Nova Shell: Conversational Infrastructure Control

A shell that takes plain English. Generates the kubectl, terraform, or AWS CLI command, shows the diff, and waits for confirmation. The LLM is the planner; the human is the safety net.

Why a conversational shell

Engineers who run infrastructure spend a lot of their day translating intent to syntax. "I need to scale that deployment" becomes `kubectl scale deployment payments-api --replicas=8 -n production`. "Show me the recent log spike on the orders service" becomes a Datadog query. The translation layer is the cost; the actual decision (scale to 8, query that service) was already made.

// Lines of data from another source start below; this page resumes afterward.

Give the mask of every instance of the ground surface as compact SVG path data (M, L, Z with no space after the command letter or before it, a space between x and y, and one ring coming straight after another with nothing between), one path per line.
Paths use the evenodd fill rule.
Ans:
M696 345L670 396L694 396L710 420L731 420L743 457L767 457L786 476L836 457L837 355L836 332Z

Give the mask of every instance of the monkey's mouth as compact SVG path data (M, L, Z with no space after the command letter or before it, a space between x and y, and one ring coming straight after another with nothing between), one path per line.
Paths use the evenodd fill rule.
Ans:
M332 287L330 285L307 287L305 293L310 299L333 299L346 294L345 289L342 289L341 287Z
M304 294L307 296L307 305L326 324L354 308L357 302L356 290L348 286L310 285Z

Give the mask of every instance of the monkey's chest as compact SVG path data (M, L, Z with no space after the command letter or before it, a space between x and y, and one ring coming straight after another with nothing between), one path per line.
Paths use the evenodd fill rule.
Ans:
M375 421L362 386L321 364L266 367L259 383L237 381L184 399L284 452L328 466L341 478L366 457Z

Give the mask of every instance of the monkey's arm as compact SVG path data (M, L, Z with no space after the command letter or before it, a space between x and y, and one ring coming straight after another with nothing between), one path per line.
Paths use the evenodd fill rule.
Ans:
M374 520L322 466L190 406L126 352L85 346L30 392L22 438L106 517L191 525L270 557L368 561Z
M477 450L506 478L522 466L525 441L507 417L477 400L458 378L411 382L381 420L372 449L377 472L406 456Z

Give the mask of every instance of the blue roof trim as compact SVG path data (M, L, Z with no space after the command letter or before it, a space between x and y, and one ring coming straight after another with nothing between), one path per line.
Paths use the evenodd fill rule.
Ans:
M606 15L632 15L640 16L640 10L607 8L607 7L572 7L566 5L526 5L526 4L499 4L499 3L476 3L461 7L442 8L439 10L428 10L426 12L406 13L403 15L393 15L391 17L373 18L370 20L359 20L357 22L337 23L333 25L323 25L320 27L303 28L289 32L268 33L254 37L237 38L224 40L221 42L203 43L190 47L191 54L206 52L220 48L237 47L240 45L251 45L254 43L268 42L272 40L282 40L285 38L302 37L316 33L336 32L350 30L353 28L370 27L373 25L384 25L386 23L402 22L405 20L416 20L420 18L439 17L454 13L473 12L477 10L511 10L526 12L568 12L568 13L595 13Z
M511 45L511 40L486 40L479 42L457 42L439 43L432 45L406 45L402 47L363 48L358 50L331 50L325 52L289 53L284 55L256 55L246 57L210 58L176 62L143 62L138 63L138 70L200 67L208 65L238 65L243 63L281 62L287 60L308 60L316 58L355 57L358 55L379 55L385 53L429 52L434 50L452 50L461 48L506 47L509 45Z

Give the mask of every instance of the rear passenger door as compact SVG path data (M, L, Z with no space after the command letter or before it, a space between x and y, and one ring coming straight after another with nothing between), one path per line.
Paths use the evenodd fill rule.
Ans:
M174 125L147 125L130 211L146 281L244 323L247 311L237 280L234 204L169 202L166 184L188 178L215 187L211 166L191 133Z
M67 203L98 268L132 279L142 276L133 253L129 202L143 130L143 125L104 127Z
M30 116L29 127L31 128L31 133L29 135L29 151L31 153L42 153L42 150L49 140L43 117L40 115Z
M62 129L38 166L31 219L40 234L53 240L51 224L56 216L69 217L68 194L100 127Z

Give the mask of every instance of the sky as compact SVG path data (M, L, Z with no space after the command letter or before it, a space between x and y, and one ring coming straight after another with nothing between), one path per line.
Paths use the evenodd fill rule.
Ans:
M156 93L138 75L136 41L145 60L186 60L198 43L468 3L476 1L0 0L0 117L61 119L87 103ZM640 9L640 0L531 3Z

Nova Shell removes the translation layer. Type "scale payments-api to 8 replicas" and the shell figures out the namespace from your service map, generates the kubectl command, shows you the resulting diff, and waits for you to click confirm. For read-only queries, it runs immediately. For writes, you confirm before execution.

This is not a chatbot. The shell is deterministic about what it can do, there's a fixed tool palette, the LLM picks from that palette, the human confirms. The model never invents a command outside the palette; it can fail to find a match (and tell you), but it can't quietly execute something nobody asked for.

The tool palette

The shell has 80+ vetted tools across the major operational surfaces, kubectl, terraform plan/apply, AWS CLI, Azure CLI, gcloud, Datadog query, Prometheus query, Slack message, GitHub create-PR, Jira create-issue, ServiceNow create-ticket, and so on. Each tool has a typed input schema, a description string the LLM uses for selection, and an authorisation check that runs before execution.

The model is given the user's input plus the tool descriptions plus the user's recent context (last 5 actions, current incident if any, current namespace if relevant). It produces a structured plan, which tool, what arguments, what to do with the output. The plan is rendered in the UI as "I'm going to run X, which will do Y. Confirm?"

Tool selection accuracy is 96.4% on our internal evaluation harness, a benchmark of 800 representative SRE intents labelled with the correct tool. The remaining 3.6% are mostly ambiguous inputs where two tools could be reasonable; we surface both options when the model is uncertain.

Diff before run

For write operations, the shell shows what's about to change before running anything. For Kubernetes operations, that's the rendered manifest diff. For Terraform, that's the plan output. For AWS, that's the API call body and the resource it will modify. The diff is rendered with a one-click expand for the full payload.

This is the part that makes the shell safe enough to put in production hands. The LLM might hallucinate a wrong replica count or a wrong namespace; the human looks at the diff, sees that "production" should have been "staging," and clicks cancel. The cost of a wrong command is the time to read the diff, not a fired-shaped incident.

For irreversible operations (database deletions, IAM permission changes, certificate revocation), the shell requires double confirmation, a typed "I understand" followed by the confirm click. Reversible operations (scale up/down, restart pod) require only the single click. The threshold is configurable per tenant.

The audit trail

Every shell interaction is logged in the audit ledger. The natural-language input, the generated command, the diff that was shown, the confirmation timestamp, the user, the IP, the result. This is the same ledger that captures dashboard edits, file transfers, and remediation actions, one source of truth for who did what.

The ledger is queryable. "Show me every shell action by user X in the last week" is a single query. "Show me every Terraform apply against production this quarter" is another. Compliance audits go from "spelunk through three log sources" to "run this query."

The ledger entries are content-addressed and tamper-evident. Each entry includes a hash of the previous entry; modifying an old entry would require regenerating the entire chain, which would be detected by the integrity check that runs nightly. This is the same property the cryptocurrency people get from blockchains, applied to a much smaller and more useful problem.

What we learned about safety

Three things from the first 90 days of production. (1) The diff-before-run pattern is doing real work, users cancel about 4% of write operations after seeing the diff. Without that step, those would be wrong commands executing in production. (2) The confidence threshold matters more than we thought. We initially had the shell auto-execute when model confidence was >95%; we backed off to never-auto-execute-writes after one misdiagnosed namespace. (3) Read operations don't need the same gate, auto-execute reads is fine because they don't change state.

The other thing we learned: users don't always want conversation. About 40% of the time, the user types a command directly (`kubectl get pods -n production`). The shell passes those through as-is, with the same auth and audit rules but without the LLM round-trip. The conversation is the option, not the requirement.

Nova Shell is live in production for all tenants today. Cmd+K from anywhere in the app opens it. The Slack integration ships in v2.7.